マダラチョウ亜科(milkweed butterflies)には、長距離を移動する、渡りをする蝶として最も有名なオオカバマダラや、日本最大の蝶オオゴマダラを含むマダラチョウ族(Danaini)のほか、トンボマダラ族(Ithomiini、英名clearwing butterflies)、およびゴウシュウマダラ族(Tellervini)が含まれる。

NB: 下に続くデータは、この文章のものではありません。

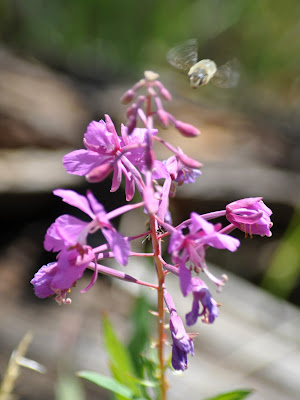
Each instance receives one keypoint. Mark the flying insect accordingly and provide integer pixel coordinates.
(185, 58)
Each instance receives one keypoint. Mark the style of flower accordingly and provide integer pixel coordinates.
(107, 152)
(68, 235)
(250, 215)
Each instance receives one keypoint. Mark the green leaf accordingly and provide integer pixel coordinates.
(141, 321)
(235, 395)
(68, 387)
(108, 383)
(121, 365)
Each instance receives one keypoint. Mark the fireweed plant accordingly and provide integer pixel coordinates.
(131, 156)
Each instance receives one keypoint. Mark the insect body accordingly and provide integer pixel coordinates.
(185, 58)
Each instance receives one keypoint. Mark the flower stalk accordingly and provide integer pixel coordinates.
(130, 156)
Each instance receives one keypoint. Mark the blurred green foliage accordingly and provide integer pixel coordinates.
(282, 275)
(117, 37)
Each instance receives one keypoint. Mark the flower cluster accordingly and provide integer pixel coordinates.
(131, 156)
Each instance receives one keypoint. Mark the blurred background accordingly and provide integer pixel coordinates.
(65, 63)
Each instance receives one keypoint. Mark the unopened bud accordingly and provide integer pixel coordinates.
(187, 130)
(131, 125)
(163, 116)
(98, 174)
(127, 96)
(188, 161)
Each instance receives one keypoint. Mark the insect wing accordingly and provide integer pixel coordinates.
(227, 75)
(184, 56)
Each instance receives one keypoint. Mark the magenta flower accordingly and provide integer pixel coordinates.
(57, 278)
(250, 215)
(191, 247)
(182, 343)
(201, 295)
(179, 172)
(68, 230)
(68, 235)
(106, 152)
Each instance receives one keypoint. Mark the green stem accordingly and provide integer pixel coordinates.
(160, 306)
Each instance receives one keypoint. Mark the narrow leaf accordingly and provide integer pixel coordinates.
(108, 383)
(119, 357)
(235, 395)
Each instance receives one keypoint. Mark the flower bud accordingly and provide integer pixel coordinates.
(98, 174)
(127, 97)
(188, 161)
(187, 130)
(163, 117)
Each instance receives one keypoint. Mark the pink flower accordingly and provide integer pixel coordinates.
(106, 152)
(250, 215)
(68, 235)
(201, 295)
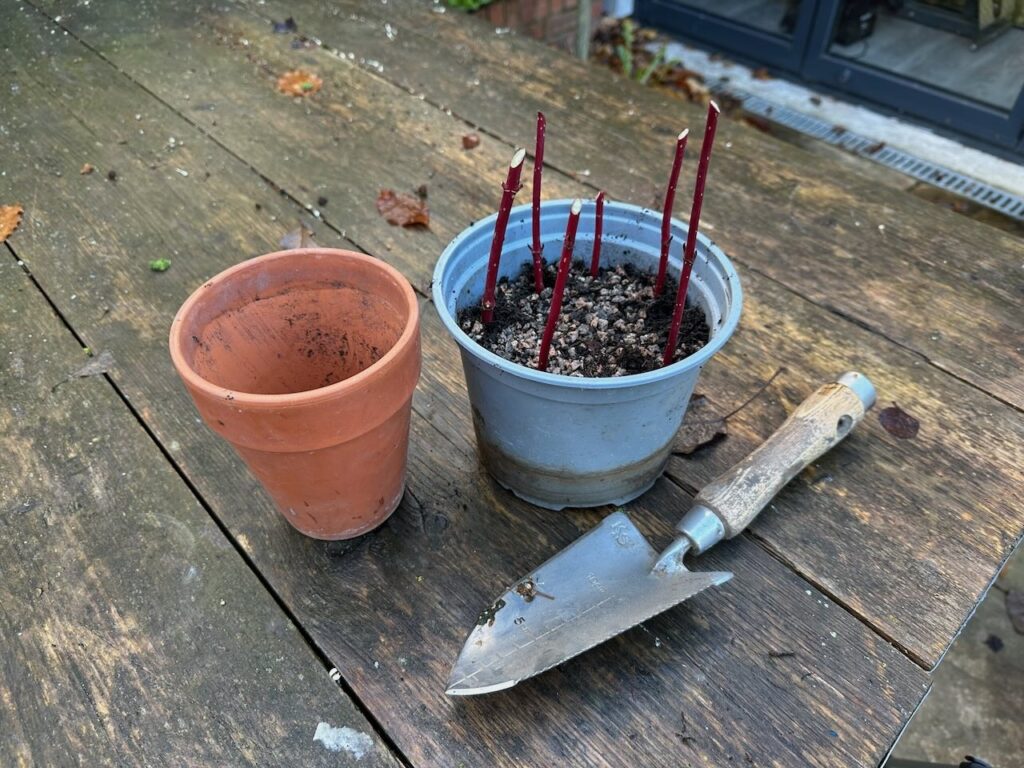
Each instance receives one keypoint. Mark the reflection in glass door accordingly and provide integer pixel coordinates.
(775, 16)
(772, 33)
(953, 64)
(920, 47)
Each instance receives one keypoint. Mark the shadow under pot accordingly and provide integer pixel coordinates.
(563, 440)
(305, 360)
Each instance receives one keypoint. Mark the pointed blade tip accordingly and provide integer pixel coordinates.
(454, 689)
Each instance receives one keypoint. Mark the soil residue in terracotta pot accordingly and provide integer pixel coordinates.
(609, 326)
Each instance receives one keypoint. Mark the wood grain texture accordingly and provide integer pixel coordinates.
(816, 425)
(132, 631)
(922, 276)
(971, 526)
(860, 507)
(391, 609)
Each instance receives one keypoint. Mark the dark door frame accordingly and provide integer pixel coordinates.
(805, 54)
(950, 111)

この亜科のチョウは世界中に約500種[3] [4] [5] [6]生息している。
マダラチョウ族(Danaini)のほとんどは熱帯アジアすなわち東洋区(東アジアの一部(日本のトカラ列島小宝島以南の南西諸島、台湾西部平野、中国の秦嶺山脈以南)、東南アジアの大部分、インド亜大陸)とアフリカを中心に、アメリカ大陸にも少数の種が分布し、約150種からなる。北米では、オオカバマダラ(monarch butterfly(Danaus plexippus))、ジョオウマダラ(queen butterfly(Danaus gilippus))、トラフマダラ(tropical milkweed butterfly(Lycorea halia cleobaea))、soldier butterfly("tropical queen"またはDanaus eresimus)の4種が見られるのみである。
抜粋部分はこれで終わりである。